The Department of Homeland Security is demanding Dane County, Wisconsin keep custody of Julio Cesar Morales-Jarquin after he was arrested in Fitchburg and charged with sexually assaulting an elderly resident at an assisted living facility; Acting Assistant Secretary Lauren Bis publicly called out local “sanctuary” officials and blamed the Biden administration for his presence in the country. DHS says Immigration and Customs Enforcement lodged a detainer on April 27 and warns that quick releases undermine public safety across Wisconsin. This dispute pits federal enforcement against county officials who have at times given ICE only a short window to act.
Julio Cesar Morales-Jarquin, 31, faces two counts of second-degree sexual assault tied to an assisted living facility in Fitchburg. Local police say the facility reported an employee who may have harmed vulnerable residents, and Morales-Jarquin has been held in local custody since the arrest.

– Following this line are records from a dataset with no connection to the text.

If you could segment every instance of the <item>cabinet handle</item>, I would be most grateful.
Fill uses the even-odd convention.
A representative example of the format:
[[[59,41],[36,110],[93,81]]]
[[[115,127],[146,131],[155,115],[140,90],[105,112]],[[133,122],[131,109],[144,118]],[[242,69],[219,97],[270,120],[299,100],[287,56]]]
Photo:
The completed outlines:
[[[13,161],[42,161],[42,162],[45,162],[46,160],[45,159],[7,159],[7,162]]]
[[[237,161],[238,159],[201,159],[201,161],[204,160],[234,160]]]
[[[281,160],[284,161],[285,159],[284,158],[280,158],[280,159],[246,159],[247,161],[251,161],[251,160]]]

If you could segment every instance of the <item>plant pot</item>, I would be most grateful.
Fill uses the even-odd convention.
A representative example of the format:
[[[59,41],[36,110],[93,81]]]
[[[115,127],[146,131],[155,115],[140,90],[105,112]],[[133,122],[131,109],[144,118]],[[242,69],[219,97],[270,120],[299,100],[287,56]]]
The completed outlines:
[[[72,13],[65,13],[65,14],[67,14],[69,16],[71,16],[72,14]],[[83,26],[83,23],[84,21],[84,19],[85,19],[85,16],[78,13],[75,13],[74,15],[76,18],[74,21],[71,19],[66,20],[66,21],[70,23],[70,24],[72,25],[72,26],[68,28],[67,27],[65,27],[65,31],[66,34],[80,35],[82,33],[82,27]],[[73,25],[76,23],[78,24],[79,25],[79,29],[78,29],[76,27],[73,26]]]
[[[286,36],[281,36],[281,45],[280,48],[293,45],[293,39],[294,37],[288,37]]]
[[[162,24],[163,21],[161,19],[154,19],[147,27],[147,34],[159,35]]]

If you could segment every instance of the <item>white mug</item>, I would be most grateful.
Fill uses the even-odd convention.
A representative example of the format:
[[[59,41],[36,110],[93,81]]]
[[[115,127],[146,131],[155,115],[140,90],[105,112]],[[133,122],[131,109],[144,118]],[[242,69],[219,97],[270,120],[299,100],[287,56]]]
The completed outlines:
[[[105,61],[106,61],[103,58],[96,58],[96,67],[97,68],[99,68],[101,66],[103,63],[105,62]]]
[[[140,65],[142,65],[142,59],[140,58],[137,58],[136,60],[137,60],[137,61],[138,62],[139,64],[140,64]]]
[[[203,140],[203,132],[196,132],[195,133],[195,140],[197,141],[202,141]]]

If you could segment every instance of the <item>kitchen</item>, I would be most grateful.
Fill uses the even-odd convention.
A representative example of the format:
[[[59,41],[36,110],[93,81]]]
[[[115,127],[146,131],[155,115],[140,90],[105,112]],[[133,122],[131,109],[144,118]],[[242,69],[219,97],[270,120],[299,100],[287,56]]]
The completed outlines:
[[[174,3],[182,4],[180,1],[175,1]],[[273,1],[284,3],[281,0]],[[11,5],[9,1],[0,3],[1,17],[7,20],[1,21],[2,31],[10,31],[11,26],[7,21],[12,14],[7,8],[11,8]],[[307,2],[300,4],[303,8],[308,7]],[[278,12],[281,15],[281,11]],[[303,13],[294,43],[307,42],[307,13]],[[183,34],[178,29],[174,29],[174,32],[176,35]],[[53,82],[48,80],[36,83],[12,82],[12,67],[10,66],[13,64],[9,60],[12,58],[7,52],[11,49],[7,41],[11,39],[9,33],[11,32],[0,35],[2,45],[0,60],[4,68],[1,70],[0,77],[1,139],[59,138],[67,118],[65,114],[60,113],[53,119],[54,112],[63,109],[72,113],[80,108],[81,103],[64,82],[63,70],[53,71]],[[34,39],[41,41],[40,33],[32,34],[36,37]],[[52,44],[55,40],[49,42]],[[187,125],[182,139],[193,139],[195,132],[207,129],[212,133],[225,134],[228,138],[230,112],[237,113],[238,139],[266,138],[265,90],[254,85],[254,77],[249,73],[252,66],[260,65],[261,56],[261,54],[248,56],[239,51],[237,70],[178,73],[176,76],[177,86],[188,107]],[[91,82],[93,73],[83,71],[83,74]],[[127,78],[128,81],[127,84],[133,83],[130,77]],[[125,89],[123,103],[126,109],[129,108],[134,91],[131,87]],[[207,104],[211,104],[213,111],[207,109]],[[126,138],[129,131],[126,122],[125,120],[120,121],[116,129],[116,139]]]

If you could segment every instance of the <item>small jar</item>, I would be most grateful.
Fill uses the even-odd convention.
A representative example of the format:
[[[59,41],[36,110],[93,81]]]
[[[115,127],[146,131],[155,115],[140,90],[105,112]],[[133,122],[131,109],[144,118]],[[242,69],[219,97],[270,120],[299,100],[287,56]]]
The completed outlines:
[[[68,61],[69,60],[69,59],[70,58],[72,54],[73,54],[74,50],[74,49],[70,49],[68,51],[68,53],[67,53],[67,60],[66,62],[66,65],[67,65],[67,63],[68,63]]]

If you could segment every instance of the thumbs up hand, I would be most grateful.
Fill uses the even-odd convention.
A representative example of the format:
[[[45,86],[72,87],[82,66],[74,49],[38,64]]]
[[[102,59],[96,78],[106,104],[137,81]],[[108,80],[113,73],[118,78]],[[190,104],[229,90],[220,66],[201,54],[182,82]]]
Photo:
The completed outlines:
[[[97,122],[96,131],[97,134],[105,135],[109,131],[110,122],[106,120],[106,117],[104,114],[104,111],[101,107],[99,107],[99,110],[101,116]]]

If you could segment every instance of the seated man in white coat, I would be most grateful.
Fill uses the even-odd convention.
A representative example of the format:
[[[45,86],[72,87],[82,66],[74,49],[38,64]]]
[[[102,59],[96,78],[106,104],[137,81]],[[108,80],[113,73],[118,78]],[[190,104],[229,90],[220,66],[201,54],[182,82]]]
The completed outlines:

The case quickly drew federal attention because of an outstanding ICE detainer request that asked that he remain in custody while immigration authorities respond.
DHS publicly urged Dane County officials not to release Morales-Jarquin, accusing the county of being a sanctuary jurisdiction that routinely refuses to honor detainers. The agency highlighted instances where county jails gave ICE as little as 30 minutes to take custody of detainees, a time frame that federal officials say is insufficient. From a law and order perspective, those short windows are a glaring operational problem when federal removal is required.
“This illegal alien is charged with two counts of sexual assault of an elderly victim at an assisted living facility,” Acting Assistant Secretary Lauren Bis said in the DHS statement. “This dirtbag was released into the country by the Biden Administration. DHS is calling on sanctuary politicians in Dane County, Wisconsin to NOT release this criminal from jail back onto the streets to commit more crimes.”
That language is blunt by design and it signals a Republican-aligned tough-on-crime stance that sees sanctuary policies as a direct public safety risk. Local officials who prioritize noncooperation with ICE risk being painted as soft on crime when cases involve elderly or otherwise vulnerable victims. For many voters, the emotional weight of an elderly assault makes policy abstractions suddenly very concrete.
“We need Wisconsin sanctuary politicians to cooperate with us to remove criminals from our country,” she added. Federal officials argue cooperation is straightforward: honor the detainer, hold the individual, allow ICE to assume custody, and proceed with removal or prosecution as warranted. When that sequence is interrupted, the public loses an important layer of protection.
DHS notes Morales-Jarquin entered the United States under a humanitarian parole program for Nicaragua in 2023 and later remained in the country unlawfully after the program ended. That detail undercuts arguments that this was merely a civil immigration technicality and bolsters the federal case for removal. Republicans will point to the parole policy itself as a failure in vetting and enforcement under the Biden years.
ICE issued its detainer on April 27, and the federal agency is now pressing Dane County to hold the suspect until federal custody can be arranged. Local officials have discretion, but federal authorities insist that community safety should outweigh sanctuary policy preferences. The debate is emblematic of a larger fight over who controls public safety: county leaders focused on local priorities or federal agencies enforcing immigration law across jurisdictions.
Beyond the legal back-and-forth, victims and their families are left to wait for answers while officials trade blame. Advocates for stronger enforcement argue that coordination saves lives and spares communities from repeat offenses by those who should be removed. If elected officials want to avoid the political fallout, they will need to choose whether to side with public safety or sanctuary rhetoric when a dangerous suspect is involved.